初回限定盤と通常盤とで1曲が差し替えられており、更に曲順も異なるという仕様です。

初回限定盤は、「【3.0.17】」でのスタート。
通常盤には収録されない、差し替え用の1曲をトップバッターに持ってくるというのは珍しいのではなかろうか。
ストレートな疾走ロックで、アルバム「Chantyの世界へようこそ」の1曲目、「犬小屋より愛をこめて」を聴いたときのパッションを今の彼らで再現したような形。
とても気持ちよく走りだします。

続く「滅菌、消毒、絆創膏。」は、激しさが前に出ている一方、どこかナイーヴさを含んでおり、「【3.0.17】」の勢いと、次の「今夜未明」からのダウナー感を繋ぐ役割として効いている。
かといって、単体でインパクトが弱いわけでもなく、しっかりライブ映えもしそうですね。
リコーダーの音色が効果的に使われていて、ハズシも上手いという印象。

変拍子も飛び出し、キメも多い難解な楽曲「今夜未明」、じっとり世界をダークに染めるミディアムナンバー「ねたましい」は、勢い重視の前半に対し、マニアックでテクニカルな世界観重視。
原点的な楽曲にも聴こえるし、新境地であるようにも聴こえる。
アッパーチューンだけが武器ではないことをしっかり示し、アルバム作品としての流れも生み出していますな。

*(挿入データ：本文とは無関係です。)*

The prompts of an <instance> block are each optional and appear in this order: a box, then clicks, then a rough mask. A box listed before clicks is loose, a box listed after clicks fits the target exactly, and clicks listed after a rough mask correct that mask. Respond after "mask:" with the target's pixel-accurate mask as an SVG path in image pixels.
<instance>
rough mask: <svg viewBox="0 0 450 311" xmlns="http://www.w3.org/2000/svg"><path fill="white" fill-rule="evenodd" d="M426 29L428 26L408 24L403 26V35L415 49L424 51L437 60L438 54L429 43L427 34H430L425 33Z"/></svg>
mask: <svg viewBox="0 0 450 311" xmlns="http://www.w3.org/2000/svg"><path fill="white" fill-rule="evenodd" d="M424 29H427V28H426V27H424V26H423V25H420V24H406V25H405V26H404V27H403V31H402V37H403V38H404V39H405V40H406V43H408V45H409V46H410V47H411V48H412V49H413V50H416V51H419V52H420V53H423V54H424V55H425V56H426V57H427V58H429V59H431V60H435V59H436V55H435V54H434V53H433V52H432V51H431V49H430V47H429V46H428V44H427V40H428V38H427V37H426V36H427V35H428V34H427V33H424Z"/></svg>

ラストは、唯一初回限定盤と通常盤で収録位置が変わらない「世界に見捨てられてもきっと音は鳴り止まない」。
本作のテーマは、この1曲に集約されていくのでしょう。
再び白さのある疾走ナンバーに帰結しているのですが、途中で展開もあったりして、絶妙な構成になっています。
メッセージ性も強く、口語的な歌詞も耳に残りました。

通常盤では、「無限ループ」が入っているのですが、こちらは未聴。
キラーチューンである「【3.0.17】」なしで戦える自信があるということ。
「ねたましい」、「今夜未明」といったダウナーパートからスタートするので、初回限定盤とはまったく違った聴こえ方になるのだろうな。
差し替えは1曲だけとはいえ、どうしても気になってしまいますよ。

音楽的なバリエーションに富んでいるし、世界観の持っていきかたも様々。
それなのに、Chantyの音楽性、Chantyの世界観というものは、間違いなく存在しているのだよなぁ。
言葉にするのは難しいのだが、とても"らしさ"を感じさせた1枚です。